Soaring Toward Success: Class Prepares Students to be Entrepreneurs with Cutthroat Competition


Reneè Cathers knows her final presentation in an entrepreneurship class will be one of her proudest achievements at Dalton State.

Five groups in Dr. Allen Curreri’s class participated in a competition proposing business ideas such as a nightclub, an entertainment lounge, and a binge-watching café. But the unanimous winner was AgHawk, a surveying company for farmers in Northwest Georgia.

Seven community judges, plus Dr. Marilyn Helms, dean of the Wright School of Business, made the decision. The winning team was awarded a $500-cash prize and trophies, all of which had been donated to Curreri, a part-time professor of management, by businesses in the community.

Cathers and group members, Zachary Derreberry, Adrian Seguin, and Maria Guadalupe Rodriguez, worked together all semester to develop a sustainable business model, complete with detailed financial projections, challenges they expect to face and how they’ll address them, and customer surveys.

One of the biggest differences in their project and others in the class - AgHawk is not a fictitious business proposed just for a class project. Cathers is the actual owner of AgHawk, which she began to develop six months ago. The company uses drones and cutting-edge software to help farmers identify distressed areas in their crops.

“Other than graduation this is one of my biggest accomplishments,” Cathers said. “How often do you get a cash prize and get feedback from eight successful business people in a college class? I already have a roadmap for this business. My team was amazing at helping me with this. Adrian has a great marketing mind. She developed a logo I’ll actually use. My mind wasn’t on a logo. That’s not one of my strengths. There’s so much knowledge within this group.”

Group members were proud to have a hand in Cathers’ business.

“She was so passionate about this,” Derreberry said. “She sold us completely on this idea. We were glad to work on this project with her.”

Seguin said she and other group members had other ideas for a business for the class, but AgHawk won out over anything else suggested.

“We immediately forgot our own ideas as soon as Reneè explained this to us,” Seguin said. “It was so impressive.”

Bruce Krebs, with Entrepreneur’s Source in Chattanooga, served on the judge’s panel.

“I would consider hiring the person who did the financial spreadsheets for this business,” Krebs remarked as the judge’s deliberated. “These are thorough and impressive.”

“All the groups had interesting and innovative ideas,” said Rob Bradham, president and CEO of the Greater Dalton Chamber of Commerce, who served as a judge. “Any of the ideas presented have potential to be successful here in Dalton. What made AgHawk stand out was the level of thought and detail the group members had put into this. It was very well thought out and polished.”

Curreri said the event was a culmination of an entire semester’s work.

“The students covered everything perfectly,” he said. “I wanted them to have real-world training. So we went out into the community. We did surveys. We got outside the classroom to come up with ideas for a new business. I worked more as a consultant guiding the students through this process.
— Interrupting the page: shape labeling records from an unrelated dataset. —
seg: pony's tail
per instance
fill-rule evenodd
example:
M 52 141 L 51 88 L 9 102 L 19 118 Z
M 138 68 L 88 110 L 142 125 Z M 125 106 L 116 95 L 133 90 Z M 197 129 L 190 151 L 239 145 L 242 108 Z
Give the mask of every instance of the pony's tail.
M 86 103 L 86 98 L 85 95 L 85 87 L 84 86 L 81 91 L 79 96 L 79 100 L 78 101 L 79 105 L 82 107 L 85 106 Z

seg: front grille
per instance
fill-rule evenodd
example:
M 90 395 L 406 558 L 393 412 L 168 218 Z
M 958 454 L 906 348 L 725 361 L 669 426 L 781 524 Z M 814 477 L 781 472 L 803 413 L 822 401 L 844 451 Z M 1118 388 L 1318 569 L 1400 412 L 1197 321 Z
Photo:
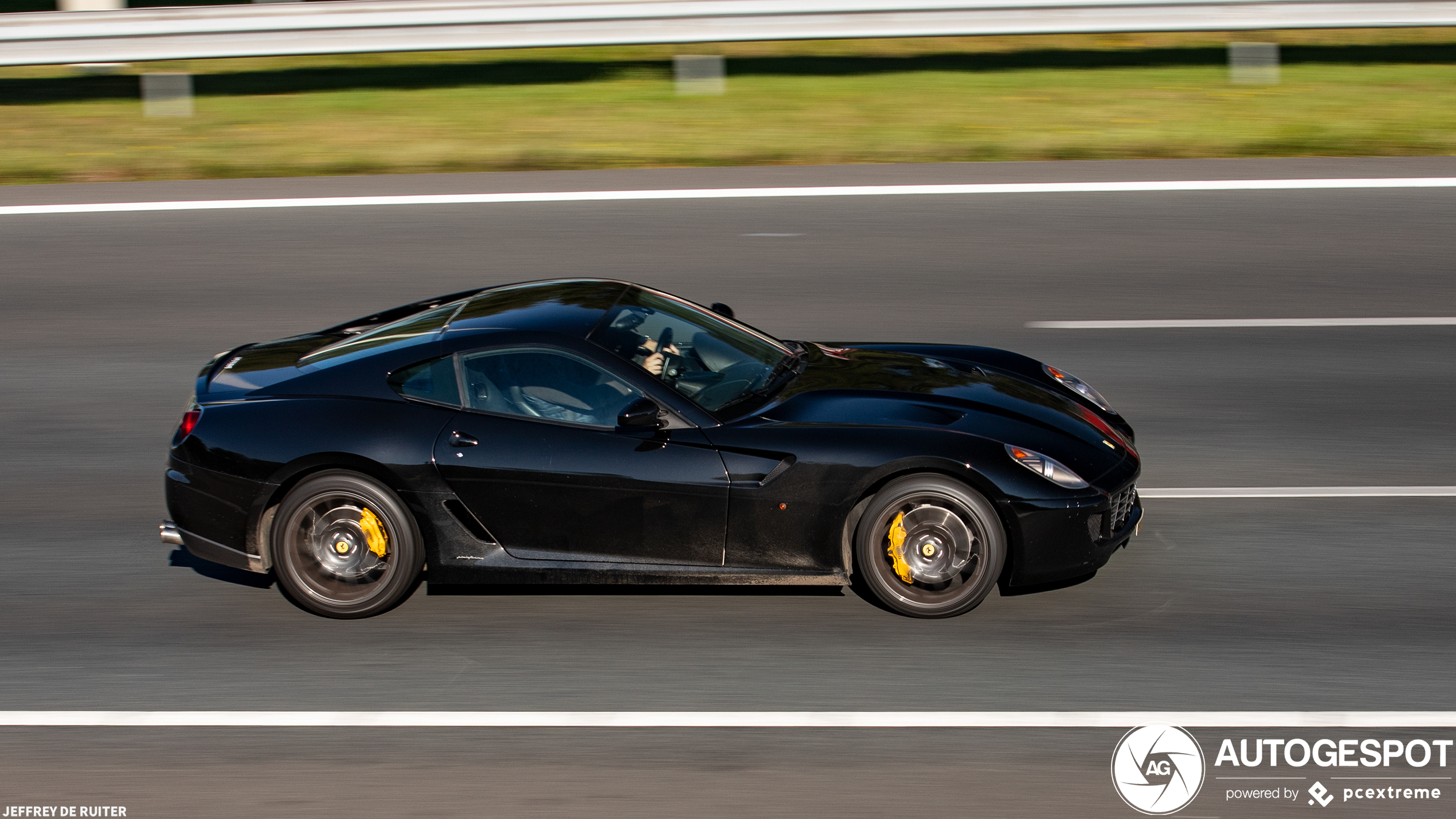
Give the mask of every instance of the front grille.
M 1112 495 L 1112 508 L 1109 514 L 1112 516 L 1112 531 L 1117 532 L 1127 525 L 1128 515 L 1133 514 L 1133 505 L 1137 503 L 1137 487 L 1128 486 Z

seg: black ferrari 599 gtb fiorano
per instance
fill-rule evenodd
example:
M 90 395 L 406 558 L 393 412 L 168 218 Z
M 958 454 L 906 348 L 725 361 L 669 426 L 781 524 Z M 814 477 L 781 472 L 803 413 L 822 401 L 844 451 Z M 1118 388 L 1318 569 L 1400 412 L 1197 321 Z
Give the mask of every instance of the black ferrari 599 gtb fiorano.
M 440 583 L 862 583 L 951 617 L 1091 578 L 1133 429 L 1024 355 L 775 339 L 619 281 L 457 292 L 220 353 L 162 540 L 326 617 Z M 175 521 L 175 522 L 173 522 Z

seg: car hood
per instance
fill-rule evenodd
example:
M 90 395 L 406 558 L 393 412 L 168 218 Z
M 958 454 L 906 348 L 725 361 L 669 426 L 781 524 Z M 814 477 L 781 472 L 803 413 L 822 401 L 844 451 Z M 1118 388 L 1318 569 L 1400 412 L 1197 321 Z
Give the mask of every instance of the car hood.
M 996 367 L 824 345 L 807 345 L 805 358 L 799 375 L 761 416 L 799 423 L 939 426 L 1044 452 L 1086 480 L 1139 457 L 1131 436 L 1093 410 Z

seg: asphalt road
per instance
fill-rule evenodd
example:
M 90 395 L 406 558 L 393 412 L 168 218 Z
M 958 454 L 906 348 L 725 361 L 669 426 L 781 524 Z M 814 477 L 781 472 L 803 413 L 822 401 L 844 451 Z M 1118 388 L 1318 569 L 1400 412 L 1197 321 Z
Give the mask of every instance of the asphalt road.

Everyone had really great ideas.”

Formal presentations, such as this one, is one of the ways the Wright School of Business is making sure students are ready for the business world, Helms said.

“Students presented in boardroom attire and handed in a complete portfolio with financial statements, marketing analysis, surveys from potential customers, competitor critique, business structure, and roles for each of the student founders,” she said. “Students demonstrate creativity in their ideas and when they graduate, they have the skills necessary to become an entrepreneur. Simulating actual business practices is the best training experience we can offer to ensure our students are business-world ready. Our community judges asked challenging questions about their form of business structure, how they estimated their costs, and if their revenue projections were realistic. Students are now prepared for such meetings with bankers, lawyers, and venture capitalists when they decide to form a new venture.”

Other community judges included, Deanna Mathis, supply chain business solutions manager at Shaw and founder of the Dalton Brewing Company; Elisa Pettit, with the Business Finance Depot; George Woodward, interim director of the Downtown Dalton Development Authority; Bryan Macon, president of Dorsett Industries, a member of Believe Greater Dalton, and a Dalton State community partner; and Tommy Thompson, president of Thompson Energy.